Potlatch is one of them. Jerry Myers, environmental manager at the mill, said two pulp and paper mills on the Columbia River in Washington have recently received draft waste water discharge permits without limits for temperature.
"As you might expect their discharges looks a lot like ours in terms of quantity and temperature and interestingly enough neither one has a temperature discharge limit specified," he said.
But Washington does have the authority to grant such a permit. Since Idaho doesn't Potlatch claims industry in the state is at a competitive disadvantage.
If the company can't have a mixing zone, it wants to be exemption from Idaho temperature standards. Under a law passed by the legislature last year, the department's director, Steve Allred could grant the exemption. It would first have to prepare a document proving the action would not negatively impact the river's existing uses and the department would also have to hold a public comment period on the exemption.

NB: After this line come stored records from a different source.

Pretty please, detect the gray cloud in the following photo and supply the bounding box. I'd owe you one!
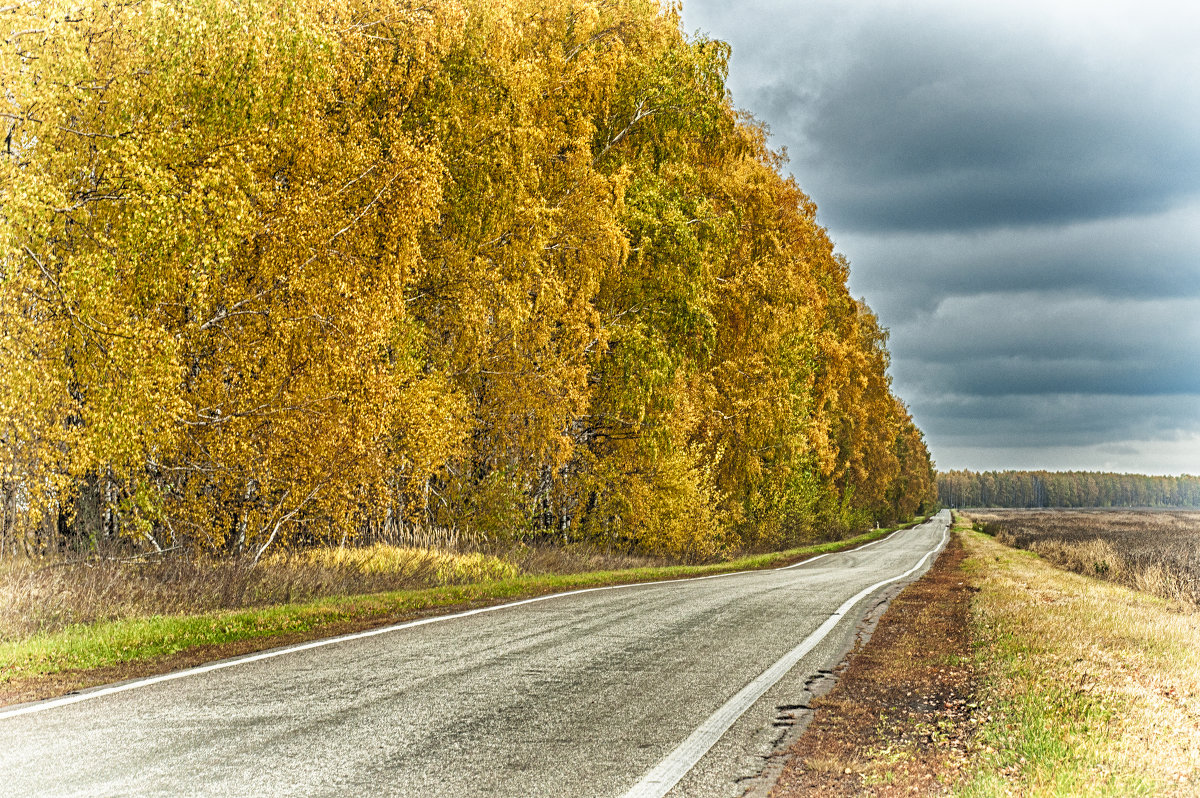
[910,358,1200,399]
[738,6,1200,233]
[842,201,1200,323]
[896,295,1200,367]
[686,0,1200,236]
[683,0,1200,473]
[931,434,1200,474]
[889,293,1200,462]
[904,391,1200,450]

Bellatty said the agency has never received an exemption request before and is in the process of analyzing two volumes of technical support data submitted by Potlatch with the request.
"We are going to take a close look and see whether or not this request they have submitted to us has any merit," he said.
But even if the exemption is granted, EPA and the federal fisheries service will have the finale say.
"It's a change to the standard and changes to water quality standards have to be submitted to EPA, approved by EPA and consulted on," said EPA permit writer Carla Fisher at Seattle.
The permit may be putting the cart before the horse, according to Bellatty. The EPA and other federal agencies are currently looking at temperature standards in Oregon, Washington and Idaho and are also working on Total Maximum Daily Load standards for the Columbia River system. The standards determine how many contaminants can enter a body of water without cumulatively violating standards of the Clean Water Act.
"The TMDL to me is the missing link in this whole process and would certainly help us to better understand, at least in holistic terms, what is going to be required here," he said. "Normally we
wouldn't want to have to make a decision like this without having this information."
The TMDL process won't conclude before the end of the year and will likely wrap up after the EPA permit is final.